1962 年 36 巻 4 号 p. 364-369
ギ酸からカプリル酸までの低級脂肪酸を分離確認するために,脂肪酸をメチルエステルの形にしてガスクロマト分析を行ない,その各成分ピークの分離能に及ぼすカラム充填剤の種類,固定液相の担持率,キャリアーガスの種類と流速,カラム恒温槽と試料注入室の温度などの影響を検索した.分離能の優劣は保持時間またはその対数,分解度及び理論段数によって判定した.
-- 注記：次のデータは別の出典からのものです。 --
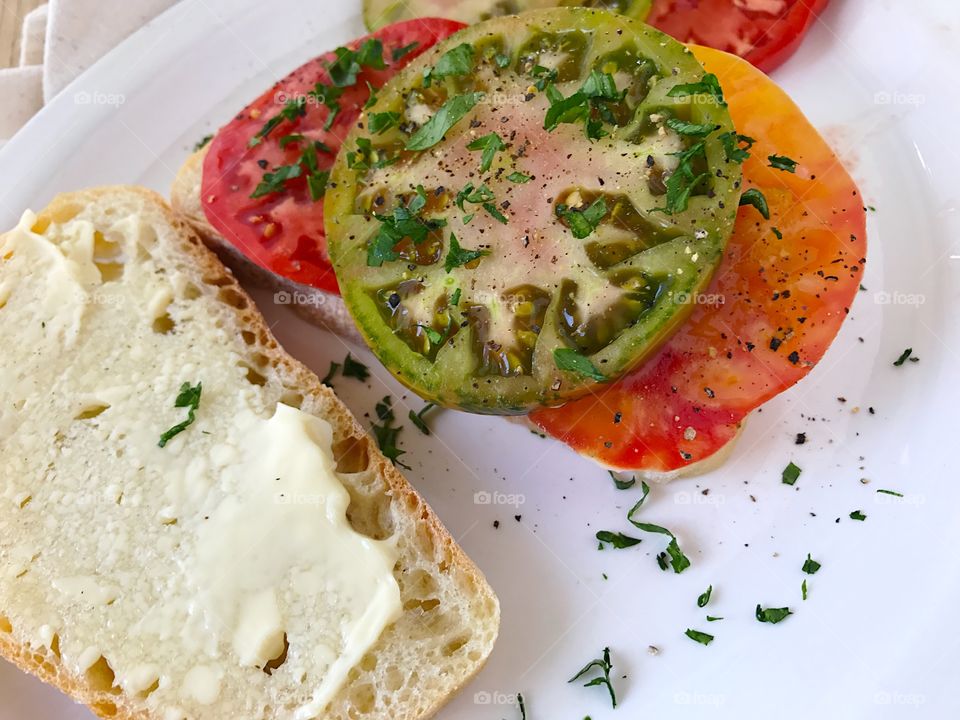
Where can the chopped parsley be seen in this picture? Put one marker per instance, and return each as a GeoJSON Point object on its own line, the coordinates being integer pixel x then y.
{"type": "Point", "coordinates": [569, 360]}
{"type": "Point", "coordinates": [458, 61]}
{"type": "Point", "coordinates": [458, 257]}
{"type": "Point", "coordinates": [583, 222]}
{"type": "Point", "coordinates": [700, 637]}
{"type": "Point", "coordinates": [604, 666]}
{"type": "Point", "coordinates": [683, 181]}
{"type": "Point", "coordinates": [790, 474]}
{"type": "Point", "coordinates": [772, 615]}
{"type": "Point", "coordinates": [678, 561]}
{"type": "Point", "coordinates": [355, 369]}
{"type": "Point", "coordinates": [404, 223]}
{"type": "Point", "coordinates": [292, 109]}
{"type": "Point", "coordinates": [683, 127]}
{"type": "Point", "coordinates": [707, 85]}
{"type": "Point", "coordinates": [616, 540]}
{"type": "Point", "coordinates": [490, 145]}
{"type": "Point", "coordinates": [386, 434]}
{"type": "Point", "coordinates": [782, 162]}
{"type": "Point", "coordinates": [188, 397]}
{"type": "Point", "coordinates": [449, 114]}
{"type": "Point", "coordinates": [732, 146]}
{"type": "Point", "coordinates": [758, 200]}
{"type": "Point", "coordinates": [379, 123]}
{"type": "Point", "coordinates": [904, 356]}
{"type": "Point", "coordinates": [588, 105]}
{"type": "Point", "coordinates": [202, 143]}
{"type": "Point", "coordinates": [404, 51]}
{"type": "Point", "coordinates": [348, 63]}
{"type": "Point", "coordinates": [705, 597]}
{"type": "Point", "coordinates": [810, 566]}
{"type": "Point", "coordinates": [622, 484]}
{"type": "Point", "coordinates": [417, 418]}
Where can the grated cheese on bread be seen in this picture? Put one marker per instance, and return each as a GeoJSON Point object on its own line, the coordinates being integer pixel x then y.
{"type": "Point", "coordinates": [109, 304]}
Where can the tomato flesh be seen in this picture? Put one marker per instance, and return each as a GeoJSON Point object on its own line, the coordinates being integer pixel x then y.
{"type": "Point", "coordinates": [769, 314]}
{"type": "Point", "coordinates": [283, 231]}
{"type": "Point", "coordinates": [764, 32]}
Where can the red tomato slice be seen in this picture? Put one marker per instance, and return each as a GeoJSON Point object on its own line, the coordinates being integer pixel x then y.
{"type": "Point", "coordinates": [769, 315]}
{"type": "Point", "coordinates": [764, 32]}
{"type": "Point", "coordinates": [283, 231]}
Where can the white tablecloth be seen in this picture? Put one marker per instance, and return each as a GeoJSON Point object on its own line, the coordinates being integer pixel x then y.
{"type": "Point", "coordinates": [59, 41]}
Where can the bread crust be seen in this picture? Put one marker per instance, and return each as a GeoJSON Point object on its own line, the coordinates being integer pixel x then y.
{"type": "Point", "coordinates": [318, 307]}
{"type": "Point", "coordinates": [317, 399]}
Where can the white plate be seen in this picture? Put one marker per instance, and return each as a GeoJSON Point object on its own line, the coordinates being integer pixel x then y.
{"type": "Point", "coordinates": [877, 637]}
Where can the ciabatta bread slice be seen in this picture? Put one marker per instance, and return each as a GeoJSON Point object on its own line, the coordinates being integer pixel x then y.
{"type": "Point", "coordinates": [109, 307]}
{"type": "Point", "coordinates": [319, 307]}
その結果,低級脂肪酸メチルエステルの分離にはCelite 545-高真空グリース(重量比10:3または10:4)を充填剤として2mカラム(内径4mm)を用い,脂肪酸メチル試料0.01~0.02mlを注入して,カラム恒温槽温度120°,液体試料室温度170°の条件で,流速40~60ml/minのHeガスの導入によって良好な結果を得た.試料注入後の全低級脂肪酸メチルの分析時間は30分で完了し,かつ定量分析に対する可能性を満たすのに充分な高い分離能を示した.分析時間の許す限りにおいては高真空グリースの代りにジデシルフタレートを用いても良好な結果が得られた.実際に,このような条件下でバター及びマーガリン脂肪の低級脂肪酸の分析に供したが,良好な分離確認の結果を得ることができた.